Objectives: Our aim was to identify the cutaneous side effects in phototype VI Senegalese patients who received Imatinib mesylate for the treatment of chronic myeloid leukemia.
Methodology: We performed a descriptive study in population with dark complexion. The study was conducted in the Hematology unit of National Center of transfusion, in Dakar, Senegal. We included the patients who received imatinib mesylate (IM) for chronic myeloid leukemia from January 2008 to December 2017. We excluded those treated for another affection by IM. Socio-demographic, clinical, biological and therapeutic data were recorded by a structured questionnaire. We analysed data by software CS Pro 7.0 and to Stata 12.0 by EPi-info version. The Pearson Chi square test and the Fischer bilateral exact test were used to compare frequencies. If p<0.05, the difference was considered statistically significant.
Results: We collected data from 60 patients treated with imatinib mesylate during approximatively 39 months. Among them 55% (n=33) developed cutaneous side effects. The sex ratio was 0.94 (16 males/ 17 females) and the median age of entire cohort was 46,7 years. Fifty-two patients received a daily dosage of 400 mg, and 8 received a 600mg daily dosage.
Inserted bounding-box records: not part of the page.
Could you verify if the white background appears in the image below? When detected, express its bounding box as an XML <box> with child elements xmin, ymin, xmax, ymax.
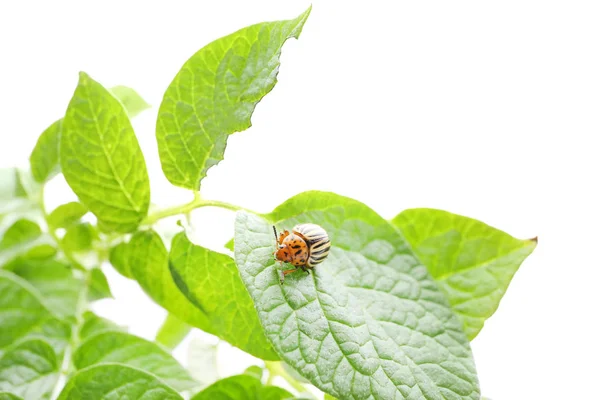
<box><xmin>0</xmin><ymin>0</ymin><xmax>600</xmax><ymax>400</ymax></box>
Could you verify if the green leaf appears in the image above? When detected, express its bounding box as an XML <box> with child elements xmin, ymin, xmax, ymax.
<box><xmin>48</xmin><ymin>201</ymin><xmax>88</xmax><ymax>229</ymax></box>
<box><xmin>58</xmin><ymin>364</ymin><xmax>183</xmax><ymax>400</ymax></box>
<box><xmin>73</xmin><ymin>331</ymin><xmax>197</xmax><ymax>390</ymax></box>
<box><xmin>392</xmin><ymin>208</ymin><xmax>537</xmax><ymax>340</ymax></box>
<box><xmin>169</xmin><ymin>232</ymin><xmax>279</xmax><ymax>360</ymax></box>
<box><xmin>244</xmin><ymin>365</ymin><xmax>264</xmax><ymax>380</ymax></box>
<box><xmin>191</xmin><ymin>375</ymin><xmax>293</xmax><ymax>400</ymax></box>
<box><xmin>125</xmin><ymin>230</ymin><xmax>213</xmax><ymax>333</ymax></box>
<box><xmin>109</xmin><ymin>85</ymin><xmax>150</xmax><ymax>118</ymax></box>
<box><xmin>235</xmin><ymin>192</ymin><xmax>480</xmax><ymax>400</ymax></box>
<box><xmin>156</xmin><ymin>9</ymin><xmax>310</xmax><ymax>190</ymax></box>
<box><xmin>61</xmin><ymin>222</ymin><xmax>98</xmax><ymax>252</ymax></box>
<box><xmin>79</xmin><ymin>311</ymin><xmax>125</xmax><ymax>341</ymax></box>
<box><xmin>0</xmin><ymin>392</ymin><xmax>24</xmax><ymax>400</ymax></box>
<box><xmin>108</xmin><ymin>242</ymin><xmax>133</xmax><ymax>279</ymax></box>
<box><xmin>156</xmin><ymin>314</ymin><xmax>192</xmax><ymax>350</ymax></box>
<box><xmin>60</xmin><ymin>72</ymin><xmax>150</xmax><ymax>233</ymax></box>
<box><xmin>29</xmin><ymin>119</ymin><xmax>62</xmax><ymax>183</ymax></box>
<box><xmin>187</xmin><ymin>337</ymin><xmax>219</xmax><ymax>388</ymax></box>
<box><xmin>0</xmin><ymin>270</ymin><xmax>71</xmax><ymax>354</ymax></box>
<box><xmin>88</xmin><ymin>268</ymin><xmax>113</xmax><ymax>301</ymax></box>
<box><xmin>12</xmin><ymin>259</ymin><xmax>83</xmax><ymax>318</ymax></box>
<box><xmin>0</xmin><ymin>339</ymin><xmax>59</xmax><ymax>400</ymax></box>
<box><xmin>0</xmin><ymin>219</ymin><xmax>42</xmax><ymax>251</ymax></box>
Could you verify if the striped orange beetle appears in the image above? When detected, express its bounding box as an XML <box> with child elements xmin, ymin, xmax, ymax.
<box><xmin>273</xmin><ymin>224</ymin><xmax>331</xmax><ymax>283</ymax></box>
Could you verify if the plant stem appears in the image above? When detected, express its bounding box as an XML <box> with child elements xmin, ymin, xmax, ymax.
<box><xmin>39</xmin><ymin>185</ymin><xmax>86</xmax><ymax>271</ymax></box>
<box><xmin>142</xmin><ymin>192</ymin><xmax>252</xmax><ymax>225</ymax></box>
<box><xmin>265</xmin><ymin>361</ymin><xmax>314</xmax><ymax>397</ymax></box>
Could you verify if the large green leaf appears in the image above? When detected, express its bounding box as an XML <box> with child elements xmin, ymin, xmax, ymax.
<box><xmin>58</xmin><ymin>363</ymin><xmax>183</xmax><ymax>400</ymax></box>
<box><xmin>392</xmin><ymin>208</ymin><xmax>537</xmax><ymax>339</ymax></box>
<box><xmin>0</xmin><ymin>270</ymin><xmax>71</xmax><ymax>354</ymax></box>
<box><xmin>235</xmin><ymin>192</ymin><xmax>480</xmax><ymax>400</ymax></box>
<box><xmin>88</xmin><ymin>268</ymin><xmax>113</xmax><ymax>301</ymax></box>
<box><xmin>156</xmin><ymin>313</ymin><xmax>192</xmax><ymax>350</ymax></box>
<box><xmin>60</xmin><ymin>72</ymin><xmax>150</xmax><ymax>232</ymax></box>
<box><xmin>12</xmin><ymin>259</ymin><xmax>79</xmax><ymax>317</ymax></box>
<box><xmin>0</xmin><ymin>392</ymin><xmax>23</xmax><ymax>400</ymax></box>
<box><xmin>156</xmin><ymin>9</ymin><xmax>310</xmax><ymax>190</ymax></box>
<box><xmin>73</xmin><ymin>331</ymin><xmax>197</xmax><ymax>390</ymax></box>
<box><xmin>29</xmin><ymin>119</ymin><xmax>62</xmax><ymax>182</ymax></box>
<box><xmin>191</xmin><ymin>374</ymin><xmax>294</xmax><ymax>400</ymax></box>
<box><xmin>169</xmin><ymin>232</ymin><xmax>279</xmax><ymax>360</ymax></box>
<box><xmin>0</xmin><ymin>339</ymin><xmax>59</xmax><ymax>400</ymax></box>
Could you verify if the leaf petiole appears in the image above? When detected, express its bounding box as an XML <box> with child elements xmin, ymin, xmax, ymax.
<box><xmin>142</xmin><ymin>192</ymin><xmax>256</xmax><ymax>225</ymax></box>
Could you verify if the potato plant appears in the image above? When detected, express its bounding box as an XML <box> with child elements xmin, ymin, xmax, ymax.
<box><xmin>0</xmin><ymin>9</ymin><xmax>536</xmax><ymax>400</ymax></box>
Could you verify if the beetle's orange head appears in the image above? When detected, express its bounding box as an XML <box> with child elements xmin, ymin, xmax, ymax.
<box><xmin>275</xmin><ymin>244</ymin><xmax>292</xmax><ymax>263</ymax></box>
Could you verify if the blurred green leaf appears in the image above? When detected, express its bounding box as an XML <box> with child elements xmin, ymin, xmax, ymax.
<box><xmin>48</xmin><ymin>201</ymin><xmax>88</xmax><ymax>229</ymax></box>
<box><xmin>392</xmin><ymin>208</ymin><xmax>537</xmax><ymax>340</ymax></box>
<box><xmin>235</xmin><ymin>191</ymin><xmax>480</xmax><ymax>400</ymax></box>
<box><xmin>109</xmin><ymin>242</ymin><xmax>133</xmax><ymax>279</ymax></box>
<box><xmin>12</xmin><ymin>259</ymin><xmax>79</xmax><ymax>318</ymax></box>
<box><xmin>169</xmin><ymin>232</ymin><xmax>279</xmax><ymax>360</ymax></box>
<box><xmin>0</xmin><ymin>219</ymin><xmax>42</xmax><ymax>251</ymax></box>
<box><xmin>61</xmin><ymin>222</ymin><xmax>98</xmax><ymax>252</ymax></box>
<box><xmin>79</xmin><ymin>311</ymin><xmax>125</xmax><ymax>341</ymax></box>
<box><xmin>60</xmin><ymin>72</ymin><xmax>150</xmax><ymax>233</ymax></box>
<box><xmin>156</xmin><ymin>313</ymin><xmax>192</xmax><ymax>350</ymax></box>
<box><xmin>0</xmin><ymin>270</ymin><xmax>71</xmax><ymax>354</ymax></box>
<box><xmin>0</xmin><ymin>339</ymin><xmax>59</xmax><ymax>400</ymax></box>
<box><xmin>29</xmin><ymin>119</ymin><xmax>62</xmax><ymax>183</ymax></box>
<box><xmin>88</xmin><ymin>268</ymin><xmax>113</xmax><ymax>301</ymax></box>
<box><xmin>156</xmin><ymin>8</ymin><xmax>310</xmax><ymax>190</ymax></box>
<box><xmin>58</xmin><ymin>363</ymin><xmax>183</xmax><ymax>400</ymax></box>
<box><xmin>73</xmin><ymin>331</ymin><xmax>197</xmax><ymax>390</ymax></box>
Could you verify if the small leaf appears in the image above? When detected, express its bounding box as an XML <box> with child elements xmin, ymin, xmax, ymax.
<box><xmin>79</xmin><ymin>311</ymin><xmax>125</xmax><ymax>341</ymax></box>
<box><xmin>191</xmin><ymin>375</ymin><xmax>293</xmax><ymax>400</ymax></box>
<box><xmin>48</xmin><ymin>201</ymin><xmax>88</xmax><ymax>229</ymax></box>
<box><xmin>109</xmin><ymin>85</ymin><xmax>150</xmax><ymax>118</ymax></box>
<box><xmin>156</xmin><ymin>9</ymin><xmax>310</xmax><ymax>190</ymax></box>
<box><xmin>88</xmin><ymin>268</ymin><xmax>113</xmax><ymax>301</ymax></box>
<box><xmin>0</xmin><ymin>339</ymin><xmax>59</xmax><ymax>400</ymax></box>
<box><xmin>392</xmin><ymin>208</ymin><xmax>537</xmax><ymax>340</ymax></box>
<box><xmin>108</xmin><ymin>242</ymin><xmax>133</xmax><ymax>279</ymax></box>
<box><xmin>0</xmin><ymin>219</ymin><xmax>42</xmax><ymax>250</ymax></box>
<box><xmin>244</xmin><ymin>365</ymin><xmax>264</xmax><ymax>380</ymax></box>
<box><xmin>60</xmin><ymin>72</ymin><xmax>150</xmax><ymax>233</ymax></box>
<box><xmin>73</xmin><ymin>331</ymin><xmax>197</xmax><ymax>390</ymax></box>
<box><xmin>187</xmin><ymin>337</ymin><xmax>219</xmax><ymax>387</ymax></box>
<box><xmin>0</xmin><ymin>392</ymin><xmax>24</xmax><ymax>400</ymax></box>
<box><xmin>29</xmin><ymin>119</ymin><xmax>62</xmax><ymax>183</ymax></box>
<box><xmin>12</xmin><ymin>259</ymin><xmax>83</xmax><ymax>318</ymax></box>
<box><xmin>0</xmin><ymin>270</ymin><xmax>71</xmax><ymax>354</ymax></box>
<box><xmin>58</xmin><ymin>363</ymin><xmax>183</xmax><ymax>400</ymax></box>
<box><xmin>156</xmin><ymin>314</ymin><xmax>192</xmax><ymax>350</ymax></box>
<box><xmin>235</xmin><ymin>192</ymin><xmax>480</xmax><ymax>400</ymax></box>
<box><xmin>61</xmin><ymin>222</ymin><xmax>98</xmax><ymax>252</ymax></box>
<box><xmin>126</xmin><ymin>230</ymin><xmax>214</xmax><ymax>333</ymax></box>
<box><xmin>169</xmin><ymin>232</ymin><xmax>279</xmax><ymax>360</ymax></box>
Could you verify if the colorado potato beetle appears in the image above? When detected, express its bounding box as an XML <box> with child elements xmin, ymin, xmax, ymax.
<box><xmin>273</xmin><ymin>224</ymin><xmax>331</xmax><ymax>282</ymax></box>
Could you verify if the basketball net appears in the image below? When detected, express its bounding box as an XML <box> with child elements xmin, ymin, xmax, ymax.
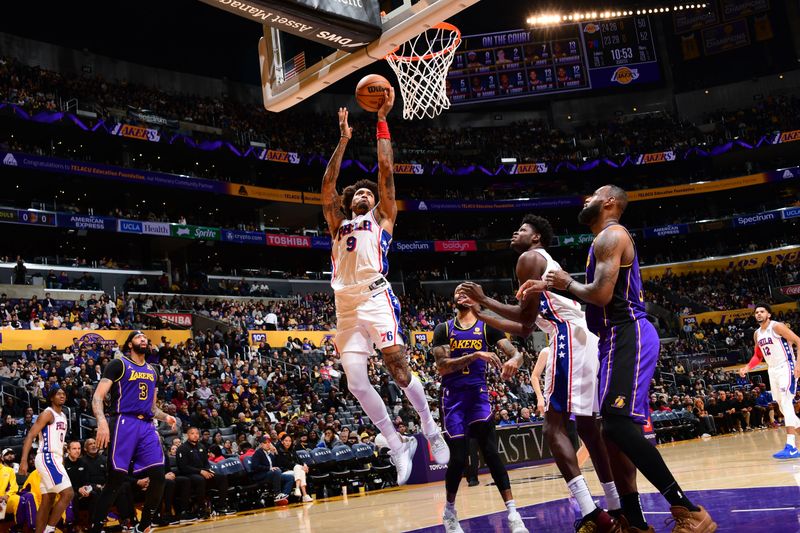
<box><xmin>386</xmin><ymin>22</ymin><xmax>461</xmax><ymax>120</ymax></box>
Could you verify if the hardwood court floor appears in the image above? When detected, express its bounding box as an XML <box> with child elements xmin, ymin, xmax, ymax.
<box><xmin>167</xmin><ymin>429</ymin><xmax>800</xmax><ymax>533</ymax></box>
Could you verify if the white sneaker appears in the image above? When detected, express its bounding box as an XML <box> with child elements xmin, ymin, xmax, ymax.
<box><xmin>389</xmin><ymin>437</ymin><xmax>417</xmax><ymax>485</ymax></box>
<box><xmin>442</xmin><ymin>509</ymin><xmax>464</xmax><ymax>533</ymax></box>
<box><xmin>425</xmin><ymin>430</ymin><xmax>450</xmax><ymax>465</ymax></box>
<box><xmin>508</xmin><ymin>511</ymin><xmax>528</xmax><ymax>533</ymax></box>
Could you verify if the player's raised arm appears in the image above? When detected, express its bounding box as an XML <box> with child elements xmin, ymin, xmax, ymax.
<box><xmin>377</xmin><ymin>87</ymin><xmax>397</xmax><ymax>233</ymax></box>
<box><xmin>540</xmin><ymin>226</ymin><xmax>631</xmax><ymax>307</ymax></box>
<box><xmin>322</xmin><ymin>107</ymin><xmax>353</xmax><ymax>237</ymax></box>
<box><xmin>19</xmin><ymin>410</ymin><xmax>55</xmax><ymax>476</ymax></box>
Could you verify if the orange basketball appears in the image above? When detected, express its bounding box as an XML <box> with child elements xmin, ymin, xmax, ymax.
<box><xmin>356</xmin><ymin>74</ymin><xmax>392</xmax><ymax>113</ymax></box>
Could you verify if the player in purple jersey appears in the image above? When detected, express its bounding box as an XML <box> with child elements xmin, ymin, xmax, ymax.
<box><xmin>433</xmin><ymin>288</ymin><xmax>528</xmax><ymax>533</ymax></box>
<box><xmin>91</xmin><ymin>331</ymin><xmax>176</xmax><ymax>533</ymax></box>
<box><xmin>518</xmin><ymin>185</ymin><xmax>717</xmax><ymax>533</ymax></box>
<box><xmin>459</xmin><ymin>214</ymin><xmax>622</xmax><ymax>533</ymax></box>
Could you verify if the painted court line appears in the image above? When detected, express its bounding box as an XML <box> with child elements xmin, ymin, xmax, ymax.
<box><xmin>731</xmin><ymin>507</ymin><xmax>797</xmax><ymax>513</ymax></box>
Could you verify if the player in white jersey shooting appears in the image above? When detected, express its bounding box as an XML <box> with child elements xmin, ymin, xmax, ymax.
<box><xmin>19</xmin><ymin>385</ymin><xmax>73</xmax><ymax>533</ymax></box>
<box><xmin>322</xmin><ymin>88</ymin><xmax>450</xmax><ymax>485</ymax></box>
<box><xmin>739</xmin><ymin>304</ymin><xmax>800</xmax><ymax>459</ymax></box>
<box><xmin>459</xmin><ymin>215</ymin><xmax>623</xmax><ymax>533</ymax></box>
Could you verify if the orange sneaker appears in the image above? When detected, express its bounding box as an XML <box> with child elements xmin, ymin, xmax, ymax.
<box><xmin>667</xmin><ymin>505</ymin><xmax>717</xmax><ymax>533</ymax></box>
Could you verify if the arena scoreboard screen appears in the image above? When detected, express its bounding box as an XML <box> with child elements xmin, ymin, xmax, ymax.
<box><xmin>447</xmin><ymin>17</ymin><xmax>661</xmax><ymax>104</ymax></box>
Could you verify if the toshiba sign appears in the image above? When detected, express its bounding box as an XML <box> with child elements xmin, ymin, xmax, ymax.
<box><xmin>267</xmin><ymin>233</ymin><xmax>311</xmax><ymax>248</ymax></box>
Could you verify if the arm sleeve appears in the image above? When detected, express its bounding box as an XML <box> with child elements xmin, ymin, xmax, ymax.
<box><xmin>747</xmin><ymin>344</ymin><xmax>764</xmax><ymax>370</ymax></box>
<box><xmin>103</xmin><ymin>359</ymin><xmax>125</xmax><ymax>381</ymax></box>
<box><xmin>432</xmin><ymin>322</ymin><xmax>450</xmax><ymax>348</ymax></box>
<box><xmin>486</xmin><ymin>324</ymin><xmax>506</xmax><ymax>346</ymax></box>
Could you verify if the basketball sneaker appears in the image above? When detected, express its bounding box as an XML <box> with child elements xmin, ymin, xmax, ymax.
<box><xmin>772</xmin><ymin>444</ymin><xmax>800</xmax><ymax>459</ymax></box>
<box><xmin>575</xmin><ymin>510</ymin><xmax>624</xmax><ymax>533</ymax></box>
<box><xmin>508</xmin><ymin>511</ymin><xmax>528</xmax><ymax>533</ymax></box>
<box><xmin>442</xmin><ymin>508</ymin><xmax>464</xmax><ymax>533</ymax></box>
<box><xmin>423</xmin><ymin>429</ymin><xmax>450</xmax><ymax>465</ymax></box>
<box><xmin>389</xmin><ymin>437</ymin><xmax>417</xmax><ymax>485</ymax></box>
<box><xmin>666</xmin><ymin>505</ymin><xmax>717</xmax><ymax>533</ymax></box>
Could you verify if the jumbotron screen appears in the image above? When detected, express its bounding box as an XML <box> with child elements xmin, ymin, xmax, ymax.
<box><xmin>447</xmin><ymin>17</ymin><xmax>661</xmax><ymax>104</ymax></box>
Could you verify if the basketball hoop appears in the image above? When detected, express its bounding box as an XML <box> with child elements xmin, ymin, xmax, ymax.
<box><xmin>385</xmin><ymin>22</ymin><xmax>461</xmax><ymax>120</ymax></box>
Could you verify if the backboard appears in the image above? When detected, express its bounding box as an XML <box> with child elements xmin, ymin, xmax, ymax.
<box><xmin>260</xmin><ymin>0</ymin><xmax>480</xmax><ymax>112</ymax></box>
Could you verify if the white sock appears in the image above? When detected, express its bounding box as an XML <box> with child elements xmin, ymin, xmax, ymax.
<box><xmin>404</xmin><ymin>374</ymin><xmax>439</xmax><ymax>435</ymax></box>
<box><xmin>600</xmin><ymin>481</ymin><xmax>622</xmax><ymax>511</ymax></box>
<box><xmin>567</xmin><ymin>476</ymin><xmax>597</xmax><ymax>516</ymax></box>
<box><xmin>341</xmin><ymin>352</ymin><xmax>403</xmax><ymax>450</ymax></box>
<box><xmin>506</xmin><ymin>500</ymin><xmax>517</xmax><ymax>516</ymax></box>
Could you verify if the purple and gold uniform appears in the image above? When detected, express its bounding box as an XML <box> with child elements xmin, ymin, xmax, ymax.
<box><xmin>103</xmin><ymin>356</ymin><xmax>164</xmax><ymax>473</ymax></box>
<box><xmin>433</xmin><ymin>319</ymin><xmax>505</xmax><ymax>439</ymax></box>
<box><xmin>586</xmin><ymin>224</ymin><xmax>660</xmax><ymax>424</ymax></box>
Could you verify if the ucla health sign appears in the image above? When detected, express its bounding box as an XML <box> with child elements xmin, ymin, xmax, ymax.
<box><xmin>781</xmin><ymin>207</ymin><xmax>800</xmax><ymax>220</ymax></box>
<box><xmin>117</xmin><ymin>219</ymin><xmax>144</xmax><ymax>233</ymax></box>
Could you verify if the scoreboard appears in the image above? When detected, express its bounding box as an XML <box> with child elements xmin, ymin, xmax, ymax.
<box><xmin>446</xmin><ymin>17</ymin><xmax>661</xmax><ymax>104</ymax></box>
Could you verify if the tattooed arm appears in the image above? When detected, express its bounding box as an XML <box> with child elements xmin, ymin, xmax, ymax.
<box><xmin>322</xmin><ymin>107</ymin><xmax>353</xmax><ymax>237</ymax></box>
<box><xmin>377</xmin><ymin>87</ymin><xmax>397</xmax><ymax>233</ymax></box>
<box><xmin>546</xmin><ymin>226</ymin><xmax>633</xmax><ymax>307</ymax></box>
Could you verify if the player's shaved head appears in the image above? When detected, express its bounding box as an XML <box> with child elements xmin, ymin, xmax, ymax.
<box><xmin>342</xmin><ymin>180</ymin><xmax>380</xmax><ymax>218</ymax></box>
<box><xmin>603</xmin><ymin>184</ymin><xmax>628</xmax><ymax>214</ymax></box>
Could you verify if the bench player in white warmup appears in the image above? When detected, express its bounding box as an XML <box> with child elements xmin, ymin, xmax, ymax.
<box><xmin>739</xmin><ymin>304</ymin><xmax>800</xmax><ymax>459</ymax></box>
<box><xmin>322</xmin><ymin>88</ymin><xmax>450</xmax><ymax>485</ymax></box>
<box><xmin>19</xmin><ymin>386</ymin><xmax>73</xmax><ymax>533</ymax></box>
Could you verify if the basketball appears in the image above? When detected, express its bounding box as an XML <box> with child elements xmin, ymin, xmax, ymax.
<box><xmin>356</xmin><ymin>74</ymin><xmax>392</xmax><ymax>113</ymax></box>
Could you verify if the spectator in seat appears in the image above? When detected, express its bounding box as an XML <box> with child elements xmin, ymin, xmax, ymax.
<box><xmin>176</xmin><ymin>427</ymin><xmax>232</xmax><ymax>514</ymax></box>
<box><xmin>497</xmin><ymin>409</ymin><xmax>517</xmax><ymax>426</ymax></box>
<box><xmin>274</xmin><ymin>431</ymin><xmax>312</xmax><ymax>503</ymax></box>
<box><xmin>250</xmin><ymin>435</ymin><xmax>294</xmax><ymax>505</ymax></box>
<box><xmin>317</xmin><ymin>425</ymin><xmax>341</xmax><ymax>450</ymax></box>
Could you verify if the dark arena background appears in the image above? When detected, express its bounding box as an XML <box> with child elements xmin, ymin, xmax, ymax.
<box><xmin>0</xmin><ymin>0</ymin><xmax>800</xmax><ymax>533</ymax></box>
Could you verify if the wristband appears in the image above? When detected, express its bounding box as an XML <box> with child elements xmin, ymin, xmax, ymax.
<box><xmin>377</xmin><ymin>120</ymin><xmax>392</xmax><ymax>140</ymax></box>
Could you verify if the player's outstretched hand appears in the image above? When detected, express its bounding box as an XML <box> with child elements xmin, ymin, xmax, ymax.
<box><xmin>378</xmin><ymin>87</ymin><xmax>394</xmax><ymax>120</ymax></box>
<box><xmin>475</xmin><ymin>352</ymin><xmax>503</xmax><ymax>370</ymax></box>
<box><xmin>339</xmin><ymin>107</ymin><xmax>353</xmax><ymax>139</ymax></box>
<box><xmin>544</xmin><ymin>270</ymin><xmax>572</xmax><ymax>291</ymax></box>
<box><xmin>517</xmin><ymin>279</ymin><xmax>547</xmax><ymax>302</ymax></box>
<box><xmin>456</xmin><ymin>281</ymin><xmax>486</xmax><ymax>303</ymax></box>
<box><xmin>500</xmin><ymin>357</ymin><xmax>522</xmax><ymax>381</ymax></box>
<box><xmin>94</xmin><ymin>420</ymin><xmax>109</xmax><ymax>450</ymax></box>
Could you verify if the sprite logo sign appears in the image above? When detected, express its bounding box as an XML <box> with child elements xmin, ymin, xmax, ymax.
<box><xmin>170</xmin><ymin>224</ymin><xmax>220</xmax><ymax>241</ymax></box>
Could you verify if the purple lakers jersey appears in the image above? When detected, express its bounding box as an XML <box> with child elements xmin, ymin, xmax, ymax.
<box><xmin>586</xmin><ymin>223</ymin><xmax>647</xmax><ymax>334</ymax></box>
<box><xmin>103</xmin><ymin>357</ymin><xmax>157</xmax><ymax>418</ymax></box>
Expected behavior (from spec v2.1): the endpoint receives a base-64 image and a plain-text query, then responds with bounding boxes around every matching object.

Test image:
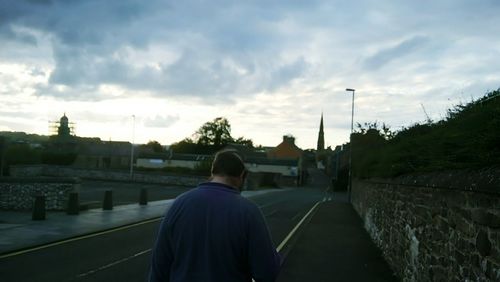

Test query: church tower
[316,113,325,151]
[57,113,71,136]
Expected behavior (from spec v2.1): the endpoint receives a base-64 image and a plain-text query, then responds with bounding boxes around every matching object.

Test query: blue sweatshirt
[149,182,280,282]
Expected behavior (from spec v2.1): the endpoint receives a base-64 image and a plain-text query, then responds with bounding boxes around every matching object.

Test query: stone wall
[9,165,207,187]
[0,178,80,211]
[352,169,500,281]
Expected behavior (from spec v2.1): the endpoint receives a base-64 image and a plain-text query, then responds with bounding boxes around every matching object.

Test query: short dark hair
[211,150,246,177]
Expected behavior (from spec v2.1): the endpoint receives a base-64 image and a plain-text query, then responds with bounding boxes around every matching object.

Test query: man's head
[211,150,247,189]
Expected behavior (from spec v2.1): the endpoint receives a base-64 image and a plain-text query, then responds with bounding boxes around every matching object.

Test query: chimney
[283,135,295,145]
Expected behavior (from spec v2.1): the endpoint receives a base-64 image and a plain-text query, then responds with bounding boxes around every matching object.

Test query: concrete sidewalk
[0,189,288,257]
[278,195,398,282]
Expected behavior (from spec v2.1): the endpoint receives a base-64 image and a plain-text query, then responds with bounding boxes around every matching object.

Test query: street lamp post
[345,88,356,202]
[130,115,135,178]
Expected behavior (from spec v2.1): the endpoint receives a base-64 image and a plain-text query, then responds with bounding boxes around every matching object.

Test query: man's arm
[248,207,281,282]
[149,217,173,282]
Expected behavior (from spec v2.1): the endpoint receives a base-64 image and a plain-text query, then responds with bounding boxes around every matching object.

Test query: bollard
[66,192,80,215]
[139,188,148,206]
[31,195,45,220]
[102,190,113,210]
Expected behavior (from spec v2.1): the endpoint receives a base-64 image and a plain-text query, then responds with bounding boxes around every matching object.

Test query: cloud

The median time to onset of cutaneous disease was 3, 73 months.
The following adverse cutaneous effects were found: generalized hypopigmentation (n=21), localized hypopigmentation (n=2), periorbital edema (n=4), Stevens-Johnson syndrome (n=3), eczematous dermatitis (n=3), cutaneous dermatophytosis (n=2), hyperpigmentation (n=2), alopecia(n=2), fixed pigmented eruption (n=1), onychodystrophy (n=1), folliculitis(n=1), stomatitis(n=1) and lichenoid reaction(n=1). Extra-dermatological toxicity was observed in 23 patients (38.33%). Skin side effects were mostly associated with gastrointestinal (n=16) and hematologic (n=14) side effects. We found no difference between age, sex and the apparition of cutaneous side effects but it was an association between the dose of the imatinib mesylate (p=0,027) and the stage of the disease ((p=0,047).
Conclusion: cutaneous side effects of Imatinib mesylate are common among patients among the patients followed for chronic myeloid leukemia. Hypopigmentation was the most frequent; we found an association between cutaneous side effects and the dose of Imatinib mesylate.